Let's look at the full-blown example and then we will break the interesting bits down:
provider "google" {
}
data "google_client_config" "default" {
}
provider "kubernetes" {
load_config_file = false
host = "https://${google_container_cluster.primary.endpoint}"
token = data.google_client_config.default.access_token
cluster_ca_certificate = base64decode(
google_container_cluster.primary.master_auth[0].cluster_ca_certificate
)
}
resource "kubernetes_namespace" "test" {
metadata {
name = "test"
}
depends_on = [google_container_node_pool.primary]
}
Ok, ok. This isn't a full-blown example, but these are the most important pieces. The full example can be found in my example repository here. Here I am just highlighting the pieces you probably already want and need.
The first big piece you will need is the google_client_config
. This piece is the one that led me down this road in the first place. This gives information back to Terraform on how to access the Google API and how to use other pieces. The most important piece here is the access token. This is a short-lived token that will be used to communicate with the cluster with whatever privilege the gcloud command (or Terraform provider context) has.
As you may notice, the google_container_cluster
gives us the other pieces. It gives us the host, along with the CA certificate of the host. This then gives you full access to the Kubernetes instance and allows you to start managing the instance with Kubernetes!
Now the next bit that may trip people up is the depends_on
. Because the provider doesn't naturally give you dependencies. Terraform can't figure out the dependency graph on its own, so it needs some help. We specifically target the node pool because we want actual node workers in kubernetes for certain things to work (i.e. namespace is a good example that needs a worker node to work fully). If you don't have this, destroying and or other massive changes might leave you in a stuck state.

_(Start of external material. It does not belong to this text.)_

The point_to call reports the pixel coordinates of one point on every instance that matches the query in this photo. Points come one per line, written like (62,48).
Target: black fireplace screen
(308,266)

Now that we've tied things together using a basic namespace. Let's see how we would tie a secret. In our case, this will be the password to the database user. This would look like this:
resource "random_password" "user" {
length = 16
}
resource "google_sql_user" "users" {
name = "user"
instance = google_sql_database_instance.instance.name
password = random_password.user.result
}
resource "kubernetes_secret" "user" {
metadata {
name = "user-password"
namespace = kubernetes_namespace.test.metadata[0].name
}
data = {
password = random_password.user.result
}
}
We use Terraform to generate the password, the link the two other resources together. In this case, we create a SQL user and the secret to store that same password for a pod to use to connect to the database.
The trickiest part of all of this is to ensure that the dependency graph that Terraform generates is accurate. So using depends_on
and other things may need to be used more often.